Answer-Aware Question Generation. Neural question generation models are trained end-to-end and do not rely on hand-crafted rules or templates. The problem is usually formulated as answer-aware question generation, where the position of answer is provided as input. Most of them take advantage of the encoder-decoder framework with attention mechanism (Serban et al., 2016; Du et al., 2017; Liu et al., 2019; Zhou et al., 2017; Song et al., 2018; Hu et al., 2018; Du and Cardie, 2018). Different approaches incorporate the answer information into generation model by different strategies, such as answer position indicator (Zhou et al., 2017; Liu et al., 2019), separated answer encoding (Kim et al., 2019), embedding the relative distance between the context words and the answer (Sun et al., 2018) and so on. However, with context and answer information as input, the problem of question generation is still a one-to-many mapping problem, as we can ask different questions with the same input.

Auxiliary-Information-Enhanced Question Generation. To improve the quality of generated questions, researchers try to feed the encoder with extra information. (Gao et al., 2018) aims to generate questions on different difficulty levels. It learns a difficulty estimator to get training data, and feeds difficulty as input into the generation model. (Krishna and Iyyer, 2019) learns to generate “general” or “specific” questions about a document, and they utilize templates and train classifier to get question type labels for existing datasets. (Hu et al., 2018) identifies the content shared by a given question and answer pair as an aspect, and learns an aspect-based question generation model. (Gupta et al., 2019) incorporates knowledge base information to ask questions. Compared with these works, our work doesn’t require extra labeling or training overhead to get the training dataset. Besides, our settings for question generation dramatically reduce the difficulty of the task, and achieve much better performance.

Multi-task Question Generation. Another strategy is enhancing question generation models with correlated tasks. Joint training of question generation and answering models has improved the performance of individual tasks (Tang et al., 2017; Tang et al., 2018; Wang et al., 2017; Sachan and Xing, 2018). (Liu et al., 2019)

jointly predicts the words in input that is related to the aspect of the targeting output question and will be copied to the question.
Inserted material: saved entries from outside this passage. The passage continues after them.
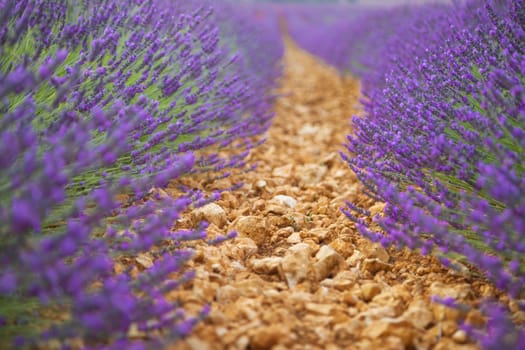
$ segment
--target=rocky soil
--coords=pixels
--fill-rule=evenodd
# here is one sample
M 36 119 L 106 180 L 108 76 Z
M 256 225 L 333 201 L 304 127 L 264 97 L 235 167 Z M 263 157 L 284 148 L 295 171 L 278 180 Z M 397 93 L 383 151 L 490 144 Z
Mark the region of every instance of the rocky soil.
M 188 212 L 178 226 L 208 220 L 210 235 L 236 230 L 219 246 L 197 245 L 196 278 L 171 297 L 210 316 L 172 349 L 477 349 L 458 323 L 479 311 L 451 310 L 431 295 L 475 306 L 498 295 L 471 273 L 362 238 L 340 211 L 344 201 L 382 210 L 340 159 L 359 84 L 287 43 L 285 75 L 267 141 L 250 155 L 254 172 L 215 204 Z M 220 181 L 220 182 L 221 182 Z M 175 186 L 165 189 L 174 194 Z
(Zhou et al., 2019b) predicts the question type based on the input answer and context. (Zhou et al., 2019a) incorporates language modeling task to help question generation. (Zhang and Bansal, 2019) utilizes question paraphrasing and question answering tasks to regularize the QG model to generate semantically valid questions.

6. Conclusion

In this paper, we propose ACS-aware question generation, a mechanism to generate question-answer pairs from unlabelled text corpus in a scalable way. By sampling meaningful tuples of clues, answers and question styles from the input text and use the sampled tuples to confine the way a question is asked, we have effectively converted the originally one-to-many question generation problem into a one-to-one mapping problem. We propose two neural network models for question generation from input passage given the selected clue, answer and question style, as well as discriminators to control the data generation quality.
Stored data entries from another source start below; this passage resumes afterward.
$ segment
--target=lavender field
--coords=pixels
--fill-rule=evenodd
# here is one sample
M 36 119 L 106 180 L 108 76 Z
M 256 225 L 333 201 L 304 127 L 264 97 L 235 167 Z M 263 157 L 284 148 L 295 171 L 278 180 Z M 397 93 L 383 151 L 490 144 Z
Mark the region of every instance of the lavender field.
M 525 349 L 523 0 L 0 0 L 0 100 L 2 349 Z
We present extensive performance evaluation of the proposed system and models. Compared with existing answer-aware question generation models and models with auxiliary inputs or tasks, our ACS-aware QG model achieves significantly better performance, which confirms the importance of clue and style information. We further resorted to voluntary human evaluation to assess the quality of generated data. Results show that our model is able to generate diverse and high-quality questions even from the same input sentence. Finally, we point out potential future directions to further improve the performance of our pipeline.